Impact of chemical short-range order on radiation damage in Fe-Ni-Cr alloys

Chemical short-range order (CSRO), as a nanoscale atomic feature, has been found to significantly alter material properties in various alloys. Here, we use Fe-Ni-Cr alloys to demonstrate how CSRO affects defect properties and radiation behavior, based on extensive molecular dynamics simulations. Statistically significant results are obtained as a function of dose for three CSRO levels. The random solution as an energetically unfavorable state (negative stacking fault energy) shows the strongest tendency to enable diffusion, while a high CSRO degree scenario generally reduces the effective defect diffusivity due to trapping effects, leading to distinct defect dynamics.
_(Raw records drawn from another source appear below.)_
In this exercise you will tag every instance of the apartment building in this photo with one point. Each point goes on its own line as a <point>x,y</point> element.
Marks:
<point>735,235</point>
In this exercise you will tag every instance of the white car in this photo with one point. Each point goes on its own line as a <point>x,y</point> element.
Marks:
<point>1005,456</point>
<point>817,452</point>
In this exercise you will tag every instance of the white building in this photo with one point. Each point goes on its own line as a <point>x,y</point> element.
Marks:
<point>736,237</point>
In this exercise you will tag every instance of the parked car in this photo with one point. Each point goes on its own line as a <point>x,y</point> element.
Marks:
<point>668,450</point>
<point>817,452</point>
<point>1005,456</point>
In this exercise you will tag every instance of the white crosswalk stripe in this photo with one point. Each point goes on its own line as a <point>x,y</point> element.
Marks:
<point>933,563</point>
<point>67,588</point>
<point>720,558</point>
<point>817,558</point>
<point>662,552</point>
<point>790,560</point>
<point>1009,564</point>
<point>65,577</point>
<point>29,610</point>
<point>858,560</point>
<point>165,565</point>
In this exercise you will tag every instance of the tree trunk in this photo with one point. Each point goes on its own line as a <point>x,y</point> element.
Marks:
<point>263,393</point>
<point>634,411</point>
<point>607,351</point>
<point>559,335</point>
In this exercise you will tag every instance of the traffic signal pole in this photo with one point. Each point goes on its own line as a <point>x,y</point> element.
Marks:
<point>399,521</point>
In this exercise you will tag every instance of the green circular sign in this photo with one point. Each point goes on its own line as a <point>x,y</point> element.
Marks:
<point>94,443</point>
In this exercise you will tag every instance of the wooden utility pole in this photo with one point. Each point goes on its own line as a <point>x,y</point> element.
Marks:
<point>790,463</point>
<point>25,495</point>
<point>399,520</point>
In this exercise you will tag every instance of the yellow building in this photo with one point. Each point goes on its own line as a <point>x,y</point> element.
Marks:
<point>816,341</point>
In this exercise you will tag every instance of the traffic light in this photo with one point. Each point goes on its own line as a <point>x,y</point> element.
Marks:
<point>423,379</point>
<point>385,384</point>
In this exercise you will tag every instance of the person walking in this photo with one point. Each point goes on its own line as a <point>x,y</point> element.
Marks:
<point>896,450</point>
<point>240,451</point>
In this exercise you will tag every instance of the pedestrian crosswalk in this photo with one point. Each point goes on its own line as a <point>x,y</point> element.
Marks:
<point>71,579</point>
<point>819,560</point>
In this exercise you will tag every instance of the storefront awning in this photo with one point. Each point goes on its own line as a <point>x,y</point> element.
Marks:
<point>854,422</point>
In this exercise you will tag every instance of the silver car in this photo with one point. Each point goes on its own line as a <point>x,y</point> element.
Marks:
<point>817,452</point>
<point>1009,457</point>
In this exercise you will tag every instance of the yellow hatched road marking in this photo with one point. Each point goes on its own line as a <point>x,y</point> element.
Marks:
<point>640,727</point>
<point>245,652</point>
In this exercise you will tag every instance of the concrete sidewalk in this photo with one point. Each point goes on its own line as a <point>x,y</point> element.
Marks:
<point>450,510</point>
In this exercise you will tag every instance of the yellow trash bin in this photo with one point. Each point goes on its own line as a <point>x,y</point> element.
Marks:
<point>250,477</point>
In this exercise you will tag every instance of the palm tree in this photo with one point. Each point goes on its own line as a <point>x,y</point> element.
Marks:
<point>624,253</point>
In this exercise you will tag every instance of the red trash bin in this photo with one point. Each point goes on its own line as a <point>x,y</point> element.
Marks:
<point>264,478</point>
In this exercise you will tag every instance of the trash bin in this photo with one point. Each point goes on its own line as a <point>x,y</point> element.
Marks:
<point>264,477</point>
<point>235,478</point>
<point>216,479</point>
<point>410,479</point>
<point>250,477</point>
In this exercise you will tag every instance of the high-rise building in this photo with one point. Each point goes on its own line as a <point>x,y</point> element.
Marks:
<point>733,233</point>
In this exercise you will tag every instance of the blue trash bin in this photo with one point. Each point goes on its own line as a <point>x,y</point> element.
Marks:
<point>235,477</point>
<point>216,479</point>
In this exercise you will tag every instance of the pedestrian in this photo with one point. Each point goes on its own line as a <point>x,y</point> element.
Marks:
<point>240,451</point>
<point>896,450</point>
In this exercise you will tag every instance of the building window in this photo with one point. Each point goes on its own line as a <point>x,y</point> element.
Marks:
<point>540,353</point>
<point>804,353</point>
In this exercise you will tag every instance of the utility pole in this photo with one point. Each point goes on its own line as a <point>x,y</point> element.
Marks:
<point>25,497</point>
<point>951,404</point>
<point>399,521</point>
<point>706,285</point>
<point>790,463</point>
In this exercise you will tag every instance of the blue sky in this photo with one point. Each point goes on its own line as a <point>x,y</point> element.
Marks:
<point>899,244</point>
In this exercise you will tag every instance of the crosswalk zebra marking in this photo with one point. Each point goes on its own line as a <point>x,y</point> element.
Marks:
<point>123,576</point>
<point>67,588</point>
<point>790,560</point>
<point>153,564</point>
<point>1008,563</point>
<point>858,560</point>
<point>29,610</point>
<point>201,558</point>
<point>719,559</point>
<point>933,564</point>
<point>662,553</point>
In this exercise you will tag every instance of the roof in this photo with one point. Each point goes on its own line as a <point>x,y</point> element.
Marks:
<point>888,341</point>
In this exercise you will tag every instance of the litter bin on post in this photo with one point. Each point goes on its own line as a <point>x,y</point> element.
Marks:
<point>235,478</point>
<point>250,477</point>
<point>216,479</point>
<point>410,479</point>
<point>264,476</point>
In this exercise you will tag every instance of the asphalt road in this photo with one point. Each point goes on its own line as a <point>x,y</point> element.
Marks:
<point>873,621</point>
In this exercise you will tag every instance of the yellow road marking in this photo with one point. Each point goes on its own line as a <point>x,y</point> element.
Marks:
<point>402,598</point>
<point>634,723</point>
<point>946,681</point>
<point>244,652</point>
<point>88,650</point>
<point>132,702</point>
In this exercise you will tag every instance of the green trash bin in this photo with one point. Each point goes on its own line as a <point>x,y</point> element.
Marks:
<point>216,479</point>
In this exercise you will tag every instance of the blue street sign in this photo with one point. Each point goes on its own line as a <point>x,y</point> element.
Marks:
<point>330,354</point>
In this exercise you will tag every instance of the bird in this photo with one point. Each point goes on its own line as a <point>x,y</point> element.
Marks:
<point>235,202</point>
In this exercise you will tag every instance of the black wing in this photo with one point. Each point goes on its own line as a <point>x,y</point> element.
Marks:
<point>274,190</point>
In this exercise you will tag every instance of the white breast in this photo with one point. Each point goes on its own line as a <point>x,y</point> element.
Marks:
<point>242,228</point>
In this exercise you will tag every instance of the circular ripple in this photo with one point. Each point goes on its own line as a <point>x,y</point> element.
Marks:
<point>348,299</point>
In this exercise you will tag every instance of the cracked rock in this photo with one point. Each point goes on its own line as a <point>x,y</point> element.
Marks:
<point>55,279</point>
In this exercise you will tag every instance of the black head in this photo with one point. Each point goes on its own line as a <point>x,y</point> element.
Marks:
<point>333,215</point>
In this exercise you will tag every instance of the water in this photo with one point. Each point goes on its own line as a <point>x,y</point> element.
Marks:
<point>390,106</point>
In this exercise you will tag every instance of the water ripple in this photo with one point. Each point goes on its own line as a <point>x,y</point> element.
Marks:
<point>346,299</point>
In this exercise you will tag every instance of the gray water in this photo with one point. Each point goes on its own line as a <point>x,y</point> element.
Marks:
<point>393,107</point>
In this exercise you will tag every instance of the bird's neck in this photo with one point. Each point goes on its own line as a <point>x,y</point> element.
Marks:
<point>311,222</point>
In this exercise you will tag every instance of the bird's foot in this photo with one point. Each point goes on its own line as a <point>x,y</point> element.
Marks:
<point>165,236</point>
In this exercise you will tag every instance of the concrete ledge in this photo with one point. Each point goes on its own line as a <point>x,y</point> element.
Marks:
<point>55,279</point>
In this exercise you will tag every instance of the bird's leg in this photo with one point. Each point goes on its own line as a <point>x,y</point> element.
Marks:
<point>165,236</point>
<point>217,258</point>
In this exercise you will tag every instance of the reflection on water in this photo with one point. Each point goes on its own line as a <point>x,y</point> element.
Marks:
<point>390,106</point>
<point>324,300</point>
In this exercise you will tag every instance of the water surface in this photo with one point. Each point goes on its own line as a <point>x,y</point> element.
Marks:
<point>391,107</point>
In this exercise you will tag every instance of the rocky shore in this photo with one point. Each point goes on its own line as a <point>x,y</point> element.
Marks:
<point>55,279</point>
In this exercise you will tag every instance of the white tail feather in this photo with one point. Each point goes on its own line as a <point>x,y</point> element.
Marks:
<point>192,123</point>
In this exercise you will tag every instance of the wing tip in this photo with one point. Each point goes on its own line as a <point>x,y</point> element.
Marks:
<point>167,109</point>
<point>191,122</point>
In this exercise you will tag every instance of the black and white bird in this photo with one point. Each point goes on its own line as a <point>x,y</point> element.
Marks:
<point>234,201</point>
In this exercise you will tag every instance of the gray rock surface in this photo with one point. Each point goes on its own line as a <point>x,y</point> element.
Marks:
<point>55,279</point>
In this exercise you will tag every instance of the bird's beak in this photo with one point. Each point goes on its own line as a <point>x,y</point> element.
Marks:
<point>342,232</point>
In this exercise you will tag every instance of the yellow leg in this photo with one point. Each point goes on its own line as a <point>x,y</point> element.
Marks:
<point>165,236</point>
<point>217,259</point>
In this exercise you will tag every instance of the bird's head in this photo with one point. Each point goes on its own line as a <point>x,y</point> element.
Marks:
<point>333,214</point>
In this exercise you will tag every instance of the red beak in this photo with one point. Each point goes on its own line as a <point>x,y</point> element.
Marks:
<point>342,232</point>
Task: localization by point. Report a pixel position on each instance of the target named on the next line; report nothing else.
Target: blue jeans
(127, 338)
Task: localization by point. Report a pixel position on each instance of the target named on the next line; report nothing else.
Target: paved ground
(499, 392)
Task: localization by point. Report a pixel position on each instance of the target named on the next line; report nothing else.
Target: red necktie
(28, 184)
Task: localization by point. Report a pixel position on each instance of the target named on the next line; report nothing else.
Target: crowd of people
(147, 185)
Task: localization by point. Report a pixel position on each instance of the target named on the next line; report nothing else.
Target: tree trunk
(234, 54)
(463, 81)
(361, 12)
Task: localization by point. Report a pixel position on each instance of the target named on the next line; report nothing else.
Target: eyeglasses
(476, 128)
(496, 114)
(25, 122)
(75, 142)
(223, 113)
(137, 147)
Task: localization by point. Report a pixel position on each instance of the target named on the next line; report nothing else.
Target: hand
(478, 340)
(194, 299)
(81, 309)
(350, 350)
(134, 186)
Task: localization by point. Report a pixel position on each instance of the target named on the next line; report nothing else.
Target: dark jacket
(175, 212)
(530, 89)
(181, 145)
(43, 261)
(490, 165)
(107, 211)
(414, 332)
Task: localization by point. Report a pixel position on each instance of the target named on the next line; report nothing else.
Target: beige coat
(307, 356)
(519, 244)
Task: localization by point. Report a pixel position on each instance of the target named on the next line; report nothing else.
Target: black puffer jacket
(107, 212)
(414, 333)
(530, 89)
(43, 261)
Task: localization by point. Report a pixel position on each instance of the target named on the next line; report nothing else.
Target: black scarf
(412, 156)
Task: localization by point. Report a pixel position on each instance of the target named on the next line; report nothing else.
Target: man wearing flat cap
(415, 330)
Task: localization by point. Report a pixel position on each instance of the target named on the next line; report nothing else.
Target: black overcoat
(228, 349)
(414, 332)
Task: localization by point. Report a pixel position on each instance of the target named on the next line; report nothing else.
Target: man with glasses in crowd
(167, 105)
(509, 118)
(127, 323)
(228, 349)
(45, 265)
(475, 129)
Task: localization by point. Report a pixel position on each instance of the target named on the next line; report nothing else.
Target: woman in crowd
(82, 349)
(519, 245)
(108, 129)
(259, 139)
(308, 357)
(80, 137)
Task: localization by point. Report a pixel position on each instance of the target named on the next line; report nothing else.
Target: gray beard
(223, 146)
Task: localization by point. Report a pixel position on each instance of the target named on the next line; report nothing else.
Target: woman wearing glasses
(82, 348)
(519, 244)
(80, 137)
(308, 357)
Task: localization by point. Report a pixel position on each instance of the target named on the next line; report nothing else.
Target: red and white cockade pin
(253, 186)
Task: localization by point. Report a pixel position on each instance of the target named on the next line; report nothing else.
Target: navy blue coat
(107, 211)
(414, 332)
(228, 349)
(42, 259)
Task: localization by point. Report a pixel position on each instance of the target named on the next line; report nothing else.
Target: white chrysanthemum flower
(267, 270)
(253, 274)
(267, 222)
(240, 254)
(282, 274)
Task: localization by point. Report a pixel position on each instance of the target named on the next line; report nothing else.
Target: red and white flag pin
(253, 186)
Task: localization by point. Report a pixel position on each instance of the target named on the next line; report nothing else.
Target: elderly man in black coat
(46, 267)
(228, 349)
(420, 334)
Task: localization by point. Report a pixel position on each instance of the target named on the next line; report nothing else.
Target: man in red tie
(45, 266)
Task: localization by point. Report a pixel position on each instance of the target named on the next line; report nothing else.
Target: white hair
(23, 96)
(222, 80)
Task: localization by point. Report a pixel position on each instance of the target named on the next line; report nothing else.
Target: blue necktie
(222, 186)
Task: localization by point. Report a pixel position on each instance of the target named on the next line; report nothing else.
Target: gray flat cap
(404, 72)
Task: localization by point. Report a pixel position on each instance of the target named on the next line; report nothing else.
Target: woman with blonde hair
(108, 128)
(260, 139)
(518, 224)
Notably, in the high-CSRO scenario, interstitial clusters are Cr-rich and interstitial loops preferentially reside in/near the Cr-rich CSRO domains. Also, CSRO is dynamically evolving in a decreasing or increasing manner upon irradiation, reaching a steady-state value. These new understandings suggest the importance of incorporating the effect of CSRO in investigating radiation-driven microstructural evolution.

Automated summary

Chemical short-range order (CSRO), a nanoscale atomic feature, has been shown to significantly affect defect properties and radiation behavior in Fe-Ni-Cr alloys. Molecular dynamics simulations reveal that random solutions, characterized by negative stacking fault energy, exhibit the strongest diffusion tendency, while high CSRO degrees reduce defect diffusivity due to trapping effects. In high-CSRO scenarios, interstitial clusters become Cr-rich and interstitial loops prefer Cr-rich CSRO domains. CSRO dynamically evolves during irradiation and reaches a steady-state value. These findings emphasize the importance of considering CSRO when investigating radiation-driven microstructural evolution.